The importance of producing, processing, storing and distributing food locally

Simple improvements to traditional granaries may reduce the loss of grains to pests and diseases without requiring financial outlay. A workshop was held in Mundri, Sudan to look at grain storage. Relevant teaching was first given about the main enemies of stored grain – mould, insects, rats and mice and the four main environmental factors affecting their multiplication – heat, moisture, air and dirt. New ideas and designs were then introduced and discussed. Finally, however, the participants made their own decisions about an improved design for them.

Traditional granary


1 The new design has fewer legs – only 6 or 4. 

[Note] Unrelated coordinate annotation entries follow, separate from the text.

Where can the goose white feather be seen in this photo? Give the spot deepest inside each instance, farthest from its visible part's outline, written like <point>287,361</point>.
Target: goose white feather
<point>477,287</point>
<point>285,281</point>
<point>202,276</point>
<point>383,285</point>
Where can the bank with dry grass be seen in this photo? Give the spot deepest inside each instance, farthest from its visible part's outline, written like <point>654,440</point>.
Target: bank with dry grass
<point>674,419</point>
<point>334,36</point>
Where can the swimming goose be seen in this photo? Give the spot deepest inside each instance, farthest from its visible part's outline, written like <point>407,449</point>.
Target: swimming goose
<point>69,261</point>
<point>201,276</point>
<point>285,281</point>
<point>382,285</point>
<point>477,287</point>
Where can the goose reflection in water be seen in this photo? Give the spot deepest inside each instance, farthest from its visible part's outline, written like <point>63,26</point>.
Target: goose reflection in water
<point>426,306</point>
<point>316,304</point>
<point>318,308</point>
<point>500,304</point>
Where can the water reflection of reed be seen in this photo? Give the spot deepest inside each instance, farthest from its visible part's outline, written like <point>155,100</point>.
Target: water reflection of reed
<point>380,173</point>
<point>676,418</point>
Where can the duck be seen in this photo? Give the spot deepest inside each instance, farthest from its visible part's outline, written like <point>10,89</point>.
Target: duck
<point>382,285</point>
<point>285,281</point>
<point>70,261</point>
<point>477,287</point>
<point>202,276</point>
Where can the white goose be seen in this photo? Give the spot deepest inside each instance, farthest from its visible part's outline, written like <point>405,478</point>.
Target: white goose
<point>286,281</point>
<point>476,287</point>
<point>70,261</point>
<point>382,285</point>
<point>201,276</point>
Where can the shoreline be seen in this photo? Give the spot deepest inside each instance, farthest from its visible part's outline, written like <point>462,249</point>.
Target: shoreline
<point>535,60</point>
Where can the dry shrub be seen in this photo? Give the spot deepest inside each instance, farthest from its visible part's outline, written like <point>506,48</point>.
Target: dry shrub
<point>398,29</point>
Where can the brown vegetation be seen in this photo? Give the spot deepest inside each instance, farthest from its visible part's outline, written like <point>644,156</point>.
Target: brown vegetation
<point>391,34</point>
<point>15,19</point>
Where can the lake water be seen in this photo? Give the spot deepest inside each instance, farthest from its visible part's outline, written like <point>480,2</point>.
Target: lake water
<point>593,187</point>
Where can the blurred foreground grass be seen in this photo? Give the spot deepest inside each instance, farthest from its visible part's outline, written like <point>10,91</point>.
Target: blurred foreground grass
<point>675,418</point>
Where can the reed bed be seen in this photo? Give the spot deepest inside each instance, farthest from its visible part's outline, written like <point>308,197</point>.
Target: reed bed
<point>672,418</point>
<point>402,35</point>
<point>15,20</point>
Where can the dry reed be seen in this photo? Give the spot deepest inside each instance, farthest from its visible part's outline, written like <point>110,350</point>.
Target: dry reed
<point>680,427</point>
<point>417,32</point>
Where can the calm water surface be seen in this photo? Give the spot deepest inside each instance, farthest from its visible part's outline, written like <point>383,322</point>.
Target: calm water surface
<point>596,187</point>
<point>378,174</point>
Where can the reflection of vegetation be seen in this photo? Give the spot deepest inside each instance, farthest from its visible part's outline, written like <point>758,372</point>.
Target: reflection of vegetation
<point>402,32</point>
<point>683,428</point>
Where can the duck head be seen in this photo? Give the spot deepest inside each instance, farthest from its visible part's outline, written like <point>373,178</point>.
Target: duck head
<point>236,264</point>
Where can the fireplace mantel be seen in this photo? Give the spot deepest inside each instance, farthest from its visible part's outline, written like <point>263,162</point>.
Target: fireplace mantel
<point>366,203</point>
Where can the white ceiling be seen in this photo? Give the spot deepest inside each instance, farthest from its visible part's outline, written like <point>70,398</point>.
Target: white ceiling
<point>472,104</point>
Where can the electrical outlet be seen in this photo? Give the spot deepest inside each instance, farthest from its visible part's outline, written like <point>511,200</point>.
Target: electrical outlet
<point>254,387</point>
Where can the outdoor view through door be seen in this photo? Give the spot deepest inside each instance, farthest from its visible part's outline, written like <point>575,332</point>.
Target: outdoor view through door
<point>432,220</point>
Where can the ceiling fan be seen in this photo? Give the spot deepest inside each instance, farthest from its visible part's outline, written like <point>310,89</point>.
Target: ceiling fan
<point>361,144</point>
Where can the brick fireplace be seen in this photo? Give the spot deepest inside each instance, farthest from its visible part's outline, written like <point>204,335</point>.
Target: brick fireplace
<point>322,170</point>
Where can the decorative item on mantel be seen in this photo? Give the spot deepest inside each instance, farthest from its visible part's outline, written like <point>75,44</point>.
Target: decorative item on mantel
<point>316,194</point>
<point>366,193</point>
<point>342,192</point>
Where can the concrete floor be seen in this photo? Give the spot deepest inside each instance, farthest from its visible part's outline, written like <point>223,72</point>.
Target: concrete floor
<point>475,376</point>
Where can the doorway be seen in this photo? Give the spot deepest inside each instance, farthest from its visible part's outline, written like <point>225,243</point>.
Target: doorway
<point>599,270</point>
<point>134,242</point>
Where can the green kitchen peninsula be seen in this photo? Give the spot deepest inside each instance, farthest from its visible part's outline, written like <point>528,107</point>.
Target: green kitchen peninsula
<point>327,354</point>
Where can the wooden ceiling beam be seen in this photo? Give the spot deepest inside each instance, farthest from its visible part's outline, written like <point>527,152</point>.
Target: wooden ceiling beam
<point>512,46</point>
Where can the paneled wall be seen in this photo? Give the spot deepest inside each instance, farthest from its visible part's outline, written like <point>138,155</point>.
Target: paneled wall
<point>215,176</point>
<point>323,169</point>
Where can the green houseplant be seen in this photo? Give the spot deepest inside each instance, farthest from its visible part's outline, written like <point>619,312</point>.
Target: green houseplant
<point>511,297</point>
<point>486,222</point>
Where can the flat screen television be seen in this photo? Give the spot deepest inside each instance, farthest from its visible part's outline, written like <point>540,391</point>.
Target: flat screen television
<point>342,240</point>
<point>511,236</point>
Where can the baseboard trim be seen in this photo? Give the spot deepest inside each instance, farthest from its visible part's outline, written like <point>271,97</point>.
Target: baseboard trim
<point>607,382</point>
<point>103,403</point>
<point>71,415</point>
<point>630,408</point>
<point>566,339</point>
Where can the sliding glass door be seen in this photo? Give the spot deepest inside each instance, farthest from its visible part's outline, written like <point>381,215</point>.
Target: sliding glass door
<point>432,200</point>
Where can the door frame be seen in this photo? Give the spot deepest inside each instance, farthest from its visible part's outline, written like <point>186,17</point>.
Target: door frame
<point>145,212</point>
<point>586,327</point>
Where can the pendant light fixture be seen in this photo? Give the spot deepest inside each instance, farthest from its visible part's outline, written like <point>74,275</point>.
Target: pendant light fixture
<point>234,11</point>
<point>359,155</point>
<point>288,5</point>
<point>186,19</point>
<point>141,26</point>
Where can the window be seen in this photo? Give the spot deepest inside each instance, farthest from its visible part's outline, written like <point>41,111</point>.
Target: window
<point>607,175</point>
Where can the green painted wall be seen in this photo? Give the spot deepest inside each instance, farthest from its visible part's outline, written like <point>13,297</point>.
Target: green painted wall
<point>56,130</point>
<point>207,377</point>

2 The platform was raised to over 1m from the ground to prevent rats and mice jumping up. 

3 Supports for the basket rise from the raised platform – not the ground. 

4 Rat guards (made from old tin cans) are put on the legs at knee height or above. 

5 The inside of the basket is coated smoothly with anthill mud and slime from a vine (Cissus integrifolia). Traditionally, buffalo dung was used but this is now in short supply and very difficult to get. 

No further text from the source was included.